Review of Raazi (2018) by Swati K — 16 Nov 2018
Raazi is an epic that tells a previously untold story of a Kashmiri college student who marries a Pakistani army officer to spy for India during the Indo-Pakistani War of 1971 during the midst of East Pakistan's fight for liberation. Alia Bhatt is the star of the film and we see her in this role transcending normative Bollywood heroine roles arriving at something entirely different; Sehmat represents a different type of heroine and even so, maybe a different type of Mother India. The film begins in the present-day on an Indian army ship addressing a group of soldiers detailing the sacrifices a particular woman made whilst undercover in Pakistan during the horrific war in 1971. The story flashes to the events right before the war when Sehmat's father, an Indian agent posing as a Pakistani informant, arranges her marriage to his Pakistani Brigadier "friend's" son, Iqbal Syed, another military officer. The story follows 20-year-old Sehmat's training and journey into infiltrating the enemy in the name of her country.
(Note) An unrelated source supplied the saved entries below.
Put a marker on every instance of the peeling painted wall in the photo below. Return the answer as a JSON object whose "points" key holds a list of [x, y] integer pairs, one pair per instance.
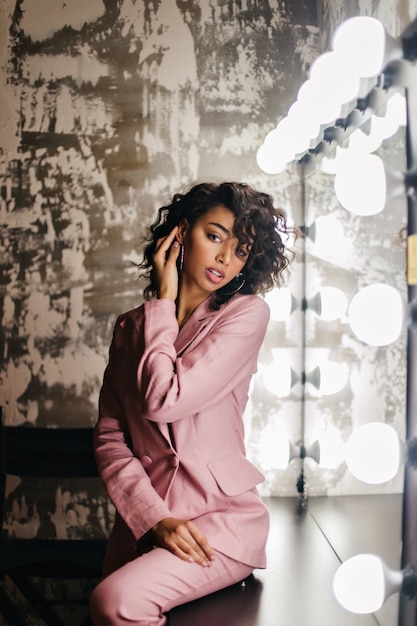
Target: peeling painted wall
{"points": [[108, 108]]}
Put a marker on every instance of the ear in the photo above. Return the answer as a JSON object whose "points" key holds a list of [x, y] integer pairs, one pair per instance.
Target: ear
{"points": [[183, 228]]}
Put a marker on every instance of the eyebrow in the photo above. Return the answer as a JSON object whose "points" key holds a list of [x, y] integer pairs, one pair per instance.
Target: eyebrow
{"points": [[223, 228]]}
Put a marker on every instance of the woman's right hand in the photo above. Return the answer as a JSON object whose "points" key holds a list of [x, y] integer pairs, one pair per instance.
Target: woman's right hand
{"points": [[184, 539], [165, 265]]}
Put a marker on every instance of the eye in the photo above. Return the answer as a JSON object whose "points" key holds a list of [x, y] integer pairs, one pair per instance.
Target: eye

Unlike Veer-Zaara, which I would argue is a love story set in the context of war and its aftermath, Raazi is a war story with brief subplots hinting to life during war-what love looks like, what domestic life looks like, what family looks like during horrific, trying times. Because Raazi is still, of course, a Bollywood movie, there's still extradiegetic song sequences, though are few and not accompanied with dancing or playback singing. Similar to Veer-Zaara and Main Hoon Na, though, Raazi humanizes Pakistan and Pakistanis in ways many other Bollywood war films don't. Like Saba Bhaumik says in "Politics of Indian War Films," many war films paint Pakistanis as inherently evil and villainous (86). These three films resist "the stereotypical discourse about the Muslim criminal and terrorist as a threat to the Indian nation that marks much Hindi cinema" and show the similarities between Indians and Pakistanis echoing the sentiment that Pakistanis love their family and country like Indians do so what makes them so characteristically different (Violent Belongings: Partition, Gender, and National Culture in Postcolonial India 158)? Even the name of the film, Raazi, is a statement because it's an Urdu word; the film could have easily been called Sehmat, but the director, Meghna Gulzar, made a deliberate choice to make the title the Urdu equivalent. This plus the fact that the main character, Sehmat, is Muslim, points to this Bollywood secularity that we all know and love, but also solidifies that the differences between an Indian and Pakistani are just the name. It also sends the message that there is indeed a place for Muslims in India and its national story no matter what current events reflect.
All in all, I really loved this movie and what it stood for as a whole. Finally the stories of women during war are coming out, and even though South Asia as a whole has a lot more work to do concerning this, I see Raazi as a success. Sehmat represents one of millions of Pakistani, Indian, Bengali women who faced unspeakable acts of violence during these wars that were then erased from history, society, and the entire countries' narrative. How do you heal from pain when it's not acknowledged? Raazi makes steps in eroding this culture of silence.
Something small that I think the film could have done better is more adequately mention East Pakistan/Bangladesh. The entire plot is centered around these moments before the military confrontation between India and Pakistan during East Pakistan's liberation yet they are a third party in their own independence story.
This review of Raazi (2018) was written by Swati K on 16 Nov 2018.
Raazi has generally received very positive reviews.